Post-issuance reporting on the use of proceeds (UoP) is a core component of the Green Bond Principles (GBP) and the Green Loan Principles (GLP). It is also recommended that issuers report on the environmental impacts of funded projects. Post-issuance disclosure provides transparency, ensures accountability and underpins the credibility of green bonds and loans. As the market grows, so does interest in UoP and impact reporting to inform investor analysis and decision-making processes.
Post-issuance reporting in the green bond market | Informes post-emisión en el mercado de bonos verdes | Divulgação pós-emissao no mercado de títulos verdes
10 best practice reporting recommendations
1. Make information easy to find.
2. Provide comprehensive reporting.
3. Report regularly and consistently.
4. Display information clearly with graphics, benchmarks, comments.
5. Obtain post-issuance external reviews to confirm allocations and verify impact disclosure.
6. UoP: Disclose the funded projects, both at- and post-issuance.
7. Impacts: Disclose methodologies and specify if metrics are estimated or measured.
8. Impacts: Report absolute emissions reductions and relative to a specified benchmark level.
9. Impacts: Provide project-level reporting with bond and programme-level summaries.

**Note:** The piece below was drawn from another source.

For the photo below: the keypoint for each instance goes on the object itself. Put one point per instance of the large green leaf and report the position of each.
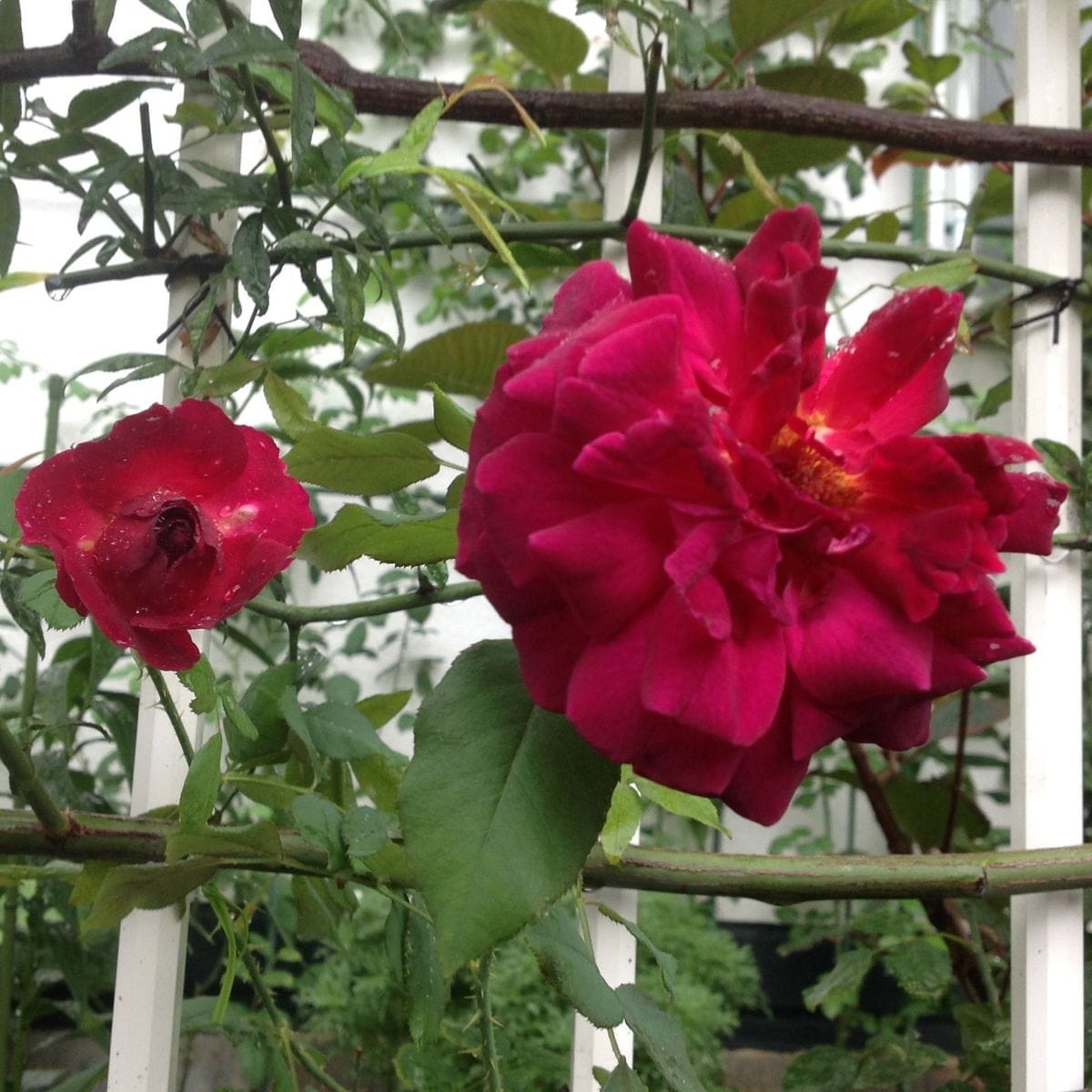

10. Deliver on reporting commitment.
A report summary is available here.
Read the report in English here.
Lea aquí el informe en Español.
Leia aqui o relatório em Português.
Corrections to the English version published in March 2019:
1. In the Introduction, inserted a paragraph stating "The research does not capture reports issued from November 2018 onward. It is possible that some issuers did not report within 12 months of issuance but intend to report, or have since reported, within the two-year timeframe recommended by the Green Bond Principles." at the end of the methodology section titled "Which bonds are included?" This is to clarify that figures for "non-reporting" may, in fact, include issuers that have subsequently reported.
2. In the Executive summary, in the table entitled "Almost half of issuers provide reporting on both allocations and impact", inserted a fourth column to show figures for issuers that provided "At least one" type of reporting. Under "Both" and "Non-reporting" corrected 195 to 94 for number of issuers, 1404 to 177 for number of bonds, and 95 to 25 for amount issued (the original figures were incorrectly displaying data for "at least one" rather than "both").
3. In the section on Impact Reporting, p17, Data and measurement, 2nd para, replaced the end of the second sentence with the following wording to clarify the approach: "Disclosing actual impacts during construction could be misleading, while expected data for a representative year may be more reliable."